Example LLM code dysfunction - Go methods

3 min read Original article ↗

I’ve experimented with LLM-generated code, mostly to understand enthusiasm from others, but so far I’ve been underwhelmed.1

One recurring annoyance I've had is how an LLM will "latch onto"2 a particular solution or approach (even if it’s fundamentally wrong) and then psychotically return to the same idea, no matter how many times you correct it.

Unfortunately, these issues often occur deep within a larger codebase, buried in context (problem context and model context) that make them hard to share or reproduce.

For some behavior I encountered last week, I was able to think up a minimal prompt that isolates it: re-implementing a generic Result[T] type in Go with a Map method:

I’m implementing a generic `Result[T]` type in Go, similar to Rust’s `Result<T, E>`. I want to support:

	res.Map(f).Map(g)

Please define a `Map` method that transform the result value (but not the error), allowing fluent chaining across different output types.
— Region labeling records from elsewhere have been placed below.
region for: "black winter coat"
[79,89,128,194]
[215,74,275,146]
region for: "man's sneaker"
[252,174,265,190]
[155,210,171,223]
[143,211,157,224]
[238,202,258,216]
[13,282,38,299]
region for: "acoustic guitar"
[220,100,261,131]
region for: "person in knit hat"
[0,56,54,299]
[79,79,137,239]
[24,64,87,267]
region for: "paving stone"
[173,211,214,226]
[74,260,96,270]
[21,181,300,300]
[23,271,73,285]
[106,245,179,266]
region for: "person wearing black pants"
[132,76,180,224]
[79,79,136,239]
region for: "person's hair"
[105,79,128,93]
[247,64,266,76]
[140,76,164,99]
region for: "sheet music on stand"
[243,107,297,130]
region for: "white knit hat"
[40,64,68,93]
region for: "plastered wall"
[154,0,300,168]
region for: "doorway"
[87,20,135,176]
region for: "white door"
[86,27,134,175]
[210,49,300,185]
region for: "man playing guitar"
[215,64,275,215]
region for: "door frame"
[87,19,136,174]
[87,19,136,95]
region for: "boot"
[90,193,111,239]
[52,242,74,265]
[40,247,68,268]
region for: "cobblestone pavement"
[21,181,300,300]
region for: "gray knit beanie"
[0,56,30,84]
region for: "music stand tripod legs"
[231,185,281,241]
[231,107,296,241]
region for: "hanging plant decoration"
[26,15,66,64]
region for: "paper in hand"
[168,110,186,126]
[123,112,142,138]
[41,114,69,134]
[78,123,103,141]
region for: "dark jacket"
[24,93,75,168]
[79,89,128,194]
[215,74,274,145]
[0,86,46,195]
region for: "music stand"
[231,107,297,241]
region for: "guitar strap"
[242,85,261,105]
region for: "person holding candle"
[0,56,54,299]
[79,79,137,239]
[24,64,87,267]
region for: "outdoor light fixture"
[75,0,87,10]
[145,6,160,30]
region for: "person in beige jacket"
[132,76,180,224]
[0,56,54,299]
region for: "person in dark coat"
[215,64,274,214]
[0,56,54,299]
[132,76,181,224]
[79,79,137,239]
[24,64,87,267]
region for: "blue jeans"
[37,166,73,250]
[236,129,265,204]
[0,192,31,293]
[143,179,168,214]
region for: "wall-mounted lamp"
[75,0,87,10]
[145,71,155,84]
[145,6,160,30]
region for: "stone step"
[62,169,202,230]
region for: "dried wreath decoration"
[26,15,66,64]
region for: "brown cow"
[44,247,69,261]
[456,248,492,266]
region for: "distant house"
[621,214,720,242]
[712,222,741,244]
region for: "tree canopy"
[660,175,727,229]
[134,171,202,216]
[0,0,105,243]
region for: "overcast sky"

The critical detail here is that the type returned by the method is paramaterized by its argument, which is... tricky in Go. Quoting the FAQ:

Go permits a generic type to have methods, but, other than the receiver, the arguments to those methods cannot use parameterized types. We do not anticipate that Go will ever add generic methods.

This is well documented, communicated, understood, etc. It's Go 101 or 102 at best.

I popped this test prompt into a fresh ChatGPT session (model 4o, though others will exhibit the same behavior), and sure enough we quickly had issues.

The whole transcript is quite long. You can read it here, but this is the gist:

  • First attempt:

    func (r Result[T any]) Map[U any](f func(T) U) Result[U] { … }

    This is invalid, per the above. I corrected the model, and it attempted again.

  • Second attempt:

    type ResultWrapper[T any] struct { r Result[T] }
    func (w ResultWrapper[T]) Map[U any](f func(T) U) ResultWrapper[U] { … }

    This is still invalid. The model thought wrapping the wrapper would make it work. Again, I corrected the model.

  • Third attempt:

    Another refactored wrapper, another Map[U any] method. Same issue.

The chat transcript is a bit artificial. I'm not correcting the LLM too directly, just pointing out that it doesn't work. In my real-world experience of this, I did correct the model very directly, and still it would leap to this kind of solution as soon as the problem space began to resemble it in any way.

Anyway, I'm documenting this mostly to sharpen my thinking around why I've been disappointed by LLMs for my programming tasks, but I'm also interested to know if there are any efforts (outside the LLM vendors) to collect these kinds of specimins.

Such a collection would be nice for grounding the conversation about LLMs as programming aids, and for discussions about the kinds of tasks they are excelling at and the kinds that they aren't.

  1. Granted, my use cases don't look like generating test cases, refactoring large code bases, or other "programming-in-the-large" tasks. Those are all valid applications, and if LLMs are super successful with them, good news!

  2. I don't like to anthropomorphize LLMs, but I'll hold off on the scare quotes and tortured phrasing for this quick note.